Cognio
Persistent semantic memory server for AI assistants via Model Context Protocol (MCP)
Cognio is a Model Context Protocol (MCP) server that provides persistent semantic memory for AI assistants. Unlike ephemeral chat history, Cognio stores context permanently and enables semantic search across conversations.
Built for:
- Personal knowledge base that grows over time
- Multi-project context management
- Research notes and learning journal
- Conversation history with semantic retrieval
Features
- Semantic Search: Find memories by meaning using sentence-transformers
- Multilingual Support: Search in 100+ languages seamlessly
- Persistent Storage: SQLite-based storage that survives across sessions
- Project Organization: Organize memories by project and tags
- Auto-Tagging: Automatic tag generation via LLM (GPT-4, Groq, etc)
- Text Summarization: Extractive and abstractive summarization for long texts
- MCP Integration: One-click setup for VS Code, Claude, Cursor, and more
- RESTful API: Standard HTTP API with OpenAPI documentation
- Export Capabilities: Export to JSON or Markdown format
- Docker Support: Simple deployment with docker-compose
Quick Start
1. Start the Server
git clone https://github.com/0xReLogic/Cognio.git
cd Cognio
docker-compose up -d
Server runs at http://localhost:8080
2. Auto-Configure AI Clients
The MCP server automatically configures supported AI clients on first start:
Supported Clients:
- Claude Desktop
- Claude Code (CLI)
- VS Code (GitHub Copilot)
- Cursor
- Continue.dev
- Cline
- Windsurf
- Kiro
- Gemini CLI
Quick Setup:
Run the auto-setup script to configure all clients at once:
cd mcp-server
npm run setup
This generates MCP configs for all 9 supported clients automatically.
Manual Configuration:
See mcp-server/README.md for client-specific MCP configuration examples.
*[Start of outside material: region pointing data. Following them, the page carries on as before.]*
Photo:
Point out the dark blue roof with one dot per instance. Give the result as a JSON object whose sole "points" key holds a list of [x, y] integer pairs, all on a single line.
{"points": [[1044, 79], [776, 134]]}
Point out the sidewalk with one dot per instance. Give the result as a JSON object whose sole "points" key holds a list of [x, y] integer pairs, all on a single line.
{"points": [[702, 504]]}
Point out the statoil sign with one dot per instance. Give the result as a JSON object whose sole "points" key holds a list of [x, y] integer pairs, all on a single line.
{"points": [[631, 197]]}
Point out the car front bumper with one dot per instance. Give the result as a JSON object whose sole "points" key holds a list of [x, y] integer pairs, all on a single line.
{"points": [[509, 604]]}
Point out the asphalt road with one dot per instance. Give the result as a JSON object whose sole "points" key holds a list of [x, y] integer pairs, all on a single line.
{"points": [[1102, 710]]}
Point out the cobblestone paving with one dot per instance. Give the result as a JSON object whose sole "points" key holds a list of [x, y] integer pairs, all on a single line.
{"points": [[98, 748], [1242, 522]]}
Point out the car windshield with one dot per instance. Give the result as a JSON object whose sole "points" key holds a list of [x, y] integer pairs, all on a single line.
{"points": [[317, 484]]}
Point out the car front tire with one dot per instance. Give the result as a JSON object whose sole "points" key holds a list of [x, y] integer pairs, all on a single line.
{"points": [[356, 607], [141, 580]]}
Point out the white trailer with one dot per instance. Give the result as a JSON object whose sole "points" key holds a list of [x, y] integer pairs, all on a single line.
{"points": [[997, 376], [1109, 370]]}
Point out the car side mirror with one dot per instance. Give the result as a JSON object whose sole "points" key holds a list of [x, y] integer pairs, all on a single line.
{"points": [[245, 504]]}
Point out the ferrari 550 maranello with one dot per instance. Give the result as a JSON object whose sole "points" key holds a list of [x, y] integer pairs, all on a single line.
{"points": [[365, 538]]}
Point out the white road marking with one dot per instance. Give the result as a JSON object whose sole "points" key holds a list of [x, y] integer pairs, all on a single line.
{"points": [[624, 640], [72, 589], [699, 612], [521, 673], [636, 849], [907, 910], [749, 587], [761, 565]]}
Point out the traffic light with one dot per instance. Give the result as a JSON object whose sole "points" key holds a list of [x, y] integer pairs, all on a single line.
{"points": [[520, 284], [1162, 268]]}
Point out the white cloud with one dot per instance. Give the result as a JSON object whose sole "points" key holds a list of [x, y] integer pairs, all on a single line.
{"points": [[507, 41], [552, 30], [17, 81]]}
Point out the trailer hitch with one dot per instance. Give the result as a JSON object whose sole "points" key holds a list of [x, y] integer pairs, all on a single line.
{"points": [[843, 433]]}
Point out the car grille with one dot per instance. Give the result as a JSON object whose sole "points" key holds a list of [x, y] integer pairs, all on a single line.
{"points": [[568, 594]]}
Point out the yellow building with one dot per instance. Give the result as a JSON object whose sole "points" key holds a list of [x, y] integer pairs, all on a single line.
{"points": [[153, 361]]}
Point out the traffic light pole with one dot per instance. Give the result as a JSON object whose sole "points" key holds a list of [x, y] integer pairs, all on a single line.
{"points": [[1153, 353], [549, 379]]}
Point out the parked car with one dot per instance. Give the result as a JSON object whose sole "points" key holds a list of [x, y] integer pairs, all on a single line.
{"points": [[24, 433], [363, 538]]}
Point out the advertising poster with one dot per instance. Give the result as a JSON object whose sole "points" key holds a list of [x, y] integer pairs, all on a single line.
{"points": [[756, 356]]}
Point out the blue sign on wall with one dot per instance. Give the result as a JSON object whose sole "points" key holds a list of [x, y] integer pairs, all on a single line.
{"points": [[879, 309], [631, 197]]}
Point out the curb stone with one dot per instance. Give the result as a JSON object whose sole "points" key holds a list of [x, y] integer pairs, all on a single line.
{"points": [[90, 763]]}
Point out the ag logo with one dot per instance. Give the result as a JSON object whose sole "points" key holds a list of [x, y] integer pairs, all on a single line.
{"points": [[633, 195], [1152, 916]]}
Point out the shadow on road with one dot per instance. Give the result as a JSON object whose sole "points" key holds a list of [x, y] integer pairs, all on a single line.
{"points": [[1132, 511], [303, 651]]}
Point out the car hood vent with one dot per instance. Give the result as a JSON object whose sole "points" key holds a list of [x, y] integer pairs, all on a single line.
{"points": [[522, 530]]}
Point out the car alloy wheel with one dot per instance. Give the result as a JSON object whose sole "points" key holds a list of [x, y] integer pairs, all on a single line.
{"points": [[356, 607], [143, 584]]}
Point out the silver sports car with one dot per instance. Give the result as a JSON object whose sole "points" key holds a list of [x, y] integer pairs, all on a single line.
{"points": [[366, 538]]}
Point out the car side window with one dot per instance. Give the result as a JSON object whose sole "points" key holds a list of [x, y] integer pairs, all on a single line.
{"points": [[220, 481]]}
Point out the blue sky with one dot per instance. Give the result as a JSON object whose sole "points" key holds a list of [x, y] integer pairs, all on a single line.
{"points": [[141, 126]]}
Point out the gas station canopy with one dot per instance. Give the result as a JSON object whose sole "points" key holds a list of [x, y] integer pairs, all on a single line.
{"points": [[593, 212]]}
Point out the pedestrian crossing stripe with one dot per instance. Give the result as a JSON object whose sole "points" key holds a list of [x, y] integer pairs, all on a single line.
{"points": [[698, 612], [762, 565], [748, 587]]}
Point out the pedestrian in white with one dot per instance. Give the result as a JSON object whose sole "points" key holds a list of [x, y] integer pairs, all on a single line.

On first run, Cognio auto-generates cognio.md in your workspace with usage guide for AI tools.
3. Test It
# Save a memory
curl -X POST http://localhost:8080/memory/save \
-H "Content-Type: application/json" \
-d '{"text": "Docker allows running apps in containers", "project": "LEARNING"}'
# Search memories
curl "http://localhost:8080/memory/search?q=containers"
Or use naturally in your AI client:
"Search my memories for Docker information"
"Remember this: FastAPI is a modern Python web framework"
4. Web UI Dashboard
Access the interactive memory dashboard:
http://localhost:8080/ui
Features:
- Browse and search all memories
- Add/edit memories with markdown preview
- View statistics and insights
- Organize by project and tags
- Bulk operations (select, delete)
- Dark/light theme toggle
- Works locally and in Docker
The dashboard auto-detects the API server, so it works on localhost, Docker containers, and remote deployments.
Documentation
- API Reference - Complete endpoint documentation
- Examples - Usage patterns and integrations
- Quickstart - Installation and configuration
MCP Tools
When using the MCP server, you have access to 11 specialized tools:
| Tool | Description |
|---|---|
save_memory | Save text with optional project/tags (auto-tagging enabled) |
search_memory | Semantic search with project filtering |
list_memories | List memories with pagination and filters |
get_memory_stats | Get storage statistics and insights |
archive_memory | Soft delete a memory (recoverable) |
delete_memory | Permanently delete a memory by ID |
export_memories | Export memories to JSON or Markdown |
summarize_text | Summarize long text (extractive or LLM-based) |
set_active_project | Set active project context (auto-applies to all operations) |
get_active_project | View currently active project |
list_projects | List all available projects from database |
Active Project Workflow:
1. list_projects() → See: Helios-LoadBalancer (45), Cognio-Memory (23), ...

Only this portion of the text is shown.